What is it?
As a subset of artificial intelligence, it measures, understands, simulates, and reacts to human emotions. It’s also known as affective computing, or artificial emotional intelligence, and allows for a much more natural interaction between humans and machines.
Think of the way you interact with others - what do you look at first? One of the major factors is body language, (a change in it means a change in your approach).
The Central Dilemma
How can a machine effectively communicate information if it doesn’t know your emotional state, if it doesn’t know how you’re feeling, it doesn’t know how you’re going to respond to specific content?
Even though humans have the upper hand when it comes to detecting emotion, machines are experts at analyzing large amounts of data. They can listen to changes in tone, attitude, and pitch and make correlations to different states of sentiment such as stress or anger. Through imaging analysis, they can pick up micro-expressions on humans’ faces, many of which happen too fast for a person to recognize.
To Welcome or To Worry
Obviously, any enterprise interested in applying such technology to their practices must consider the benefit of the doubt, especially when it comes to one’s privacy. Just how vital is that emotional interaction, and are you willing to risk it all? The technology is only as good as its programmer.
There is potential in expanding it to new cases, for example, for companies to try and understand the emotional well-being of its employees, or for other mental health uses.
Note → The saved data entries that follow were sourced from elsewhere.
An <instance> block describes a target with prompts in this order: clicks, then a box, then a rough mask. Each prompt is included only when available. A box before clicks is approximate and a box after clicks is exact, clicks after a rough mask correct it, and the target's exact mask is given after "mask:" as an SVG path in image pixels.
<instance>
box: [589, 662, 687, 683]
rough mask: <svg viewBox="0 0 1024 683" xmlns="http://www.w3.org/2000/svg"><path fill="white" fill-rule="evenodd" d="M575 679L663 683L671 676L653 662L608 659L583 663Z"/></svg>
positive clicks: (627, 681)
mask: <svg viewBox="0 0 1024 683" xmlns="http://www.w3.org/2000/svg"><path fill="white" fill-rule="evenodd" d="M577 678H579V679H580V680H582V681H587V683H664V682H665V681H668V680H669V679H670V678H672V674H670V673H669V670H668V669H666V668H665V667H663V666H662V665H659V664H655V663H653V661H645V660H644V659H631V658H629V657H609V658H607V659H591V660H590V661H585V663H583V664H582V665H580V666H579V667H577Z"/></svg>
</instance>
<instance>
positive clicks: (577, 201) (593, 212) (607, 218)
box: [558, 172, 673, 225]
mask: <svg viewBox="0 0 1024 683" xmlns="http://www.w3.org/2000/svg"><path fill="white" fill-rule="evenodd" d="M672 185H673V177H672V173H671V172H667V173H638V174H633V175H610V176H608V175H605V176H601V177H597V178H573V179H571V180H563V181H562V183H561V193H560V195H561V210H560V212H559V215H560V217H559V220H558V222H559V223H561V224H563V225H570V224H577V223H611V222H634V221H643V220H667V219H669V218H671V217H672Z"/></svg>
But concern reinventing Big Brother is a legitimate worry, and one that will have to be continuously addressed within the scope of emotional privacy.
In addition, such machines must be trained properly and without all due bias. For instance, recognizing emotions in an African American face sometimes can be difficult for a machine that’s trained on Caucasian faces. A similar gesture or sound may have completely different meanings in different cultures (there is already so much variation between the same ones).
So What Now?
Overall, what’s important to remember is that when it’s used thoughtfully, the ultimate benefits of the technology can and should be greater than the cost. At the end of the day, machines were always meant to help augment man and help him surpass his own limits.